Bringing on New Board Members

February 2023

Condominium communities where residents are more involved, and interested in serving as directors, likely have a process for identifying and working with qualified candidates.

One unique aspect of condo board governance is that elections are held, and new directors elected, each year.  It takes longer to develop an agenda and implement plans.  Introducing new directors with different agendas is a complication making success more difficult.  Owners want a board to act quickly yet governance restrictions make this difficult.

Working through this is achievable by instituting a plan to identify prospective directors and offer new orientation training.  This helps ensure everyone is on the same page, understands the current agenda and priorities, and is productive as quickly as possible.

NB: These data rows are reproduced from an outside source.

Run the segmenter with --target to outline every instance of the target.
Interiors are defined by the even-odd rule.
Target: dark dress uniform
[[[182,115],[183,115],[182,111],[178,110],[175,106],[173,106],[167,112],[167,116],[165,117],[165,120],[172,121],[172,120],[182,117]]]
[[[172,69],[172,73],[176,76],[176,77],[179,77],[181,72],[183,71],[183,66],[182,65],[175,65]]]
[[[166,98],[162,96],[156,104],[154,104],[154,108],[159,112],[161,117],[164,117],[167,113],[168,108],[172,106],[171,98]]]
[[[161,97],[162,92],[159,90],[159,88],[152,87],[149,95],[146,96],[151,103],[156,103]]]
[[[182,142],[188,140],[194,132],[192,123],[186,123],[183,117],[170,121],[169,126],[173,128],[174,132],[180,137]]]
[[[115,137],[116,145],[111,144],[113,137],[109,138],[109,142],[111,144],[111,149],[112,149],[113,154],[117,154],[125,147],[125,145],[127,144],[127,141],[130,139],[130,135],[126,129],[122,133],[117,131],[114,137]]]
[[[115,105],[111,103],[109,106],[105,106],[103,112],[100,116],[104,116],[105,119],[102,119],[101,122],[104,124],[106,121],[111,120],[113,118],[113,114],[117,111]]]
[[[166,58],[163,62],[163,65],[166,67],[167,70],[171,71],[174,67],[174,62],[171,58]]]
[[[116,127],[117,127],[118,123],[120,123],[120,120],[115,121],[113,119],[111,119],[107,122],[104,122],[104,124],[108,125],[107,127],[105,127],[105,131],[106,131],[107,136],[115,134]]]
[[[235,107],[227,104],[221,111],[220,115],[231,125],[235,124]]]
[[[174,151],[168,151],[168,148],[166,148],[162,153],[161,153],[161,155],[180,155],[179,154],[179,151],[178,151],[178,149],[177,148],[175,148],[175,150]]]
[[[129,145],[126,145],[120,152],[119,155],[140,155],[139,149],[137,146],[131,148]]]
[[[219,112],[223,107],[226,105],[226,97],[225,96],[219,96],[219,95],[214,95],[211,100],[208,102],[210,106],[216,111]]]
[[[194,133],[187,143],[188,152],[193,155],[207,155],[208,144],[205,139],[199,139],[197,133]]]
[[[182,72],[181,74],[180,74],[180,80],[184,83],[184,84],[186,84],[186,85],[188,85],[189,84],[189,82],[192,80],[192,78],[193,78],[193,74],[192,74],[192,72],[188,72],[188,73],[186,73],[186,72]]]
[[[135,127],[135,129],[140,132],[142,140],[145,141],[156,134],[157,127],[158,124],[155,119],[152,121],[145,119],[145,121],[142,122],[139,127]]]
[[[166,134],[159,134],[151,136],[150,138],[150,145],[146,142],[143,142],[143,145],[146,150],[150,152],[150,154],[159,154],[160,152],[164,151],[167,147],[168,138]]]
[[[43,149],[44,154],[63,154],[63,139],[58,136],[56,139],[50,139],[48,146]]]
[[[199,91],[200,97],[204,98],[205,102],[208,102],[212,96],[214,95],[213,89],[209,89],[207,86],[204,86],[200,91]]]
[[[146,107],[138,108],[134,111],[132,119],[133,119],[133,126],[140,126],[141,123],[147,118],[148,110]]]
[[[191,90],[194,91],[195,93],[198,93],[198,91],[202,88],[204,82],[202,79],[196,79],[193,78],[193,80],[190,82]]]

Condo boards should always be on the lookout for new board members.  Once potential board members are identified there should be a concerted effect to educate, inform and welcome them while identifying their strengths.

Early Preparation

Invite those expressing interest in serving on the board to observe one or two meetings so they have a feel for how the board operates.  Provide a document detailing the time commitment and obligations of each role on the board.

A monthly update and quarterly newsletter will educate residents while attracting interest of those willing to offer their time.  Matters of importance to the board and capital projects are of interest to residents.

Search for Recruits

Always be on the lookout for director-candidates with the right skills and expertise.  If the treasurer resigns, consider appointing a qualified candidate over assigning the role to an unqualified director.  Strive to maintain a balance of soft, hard and technical skills on the board.

Encourage interested candidates to participate on a committee providing advice and access to the board.  This gives them an opportunity to learn about their community while they are observed and evaluated on leadership, communication and skills.

Offer Mentorship and Time

It takes time for a new director to understand the intricacies of condo governance, legal responsibilities, ethical considerations and board dynamics.  The importance of treating everyone equally and listening to opinions before formulating one’s perspective is not always understood by all.

Much of a new director’s first year should be spent listening; absorbing information, protocols and responsibilities; and becoming familiar with the general flow.  This allows them time to determine how their skills best fit into how the board operates.

Encourage new directors to speak up and make suggestions.  New ideas and constructive criticism should be welcome.  All directors should be encouraged to disagree when discussing matters and provide complete support once a decision has been voted on.  Assign newer directors with fewer board obligations to run committees.

An orientation process for condo directors is not yet a practice in most communities.  It should be.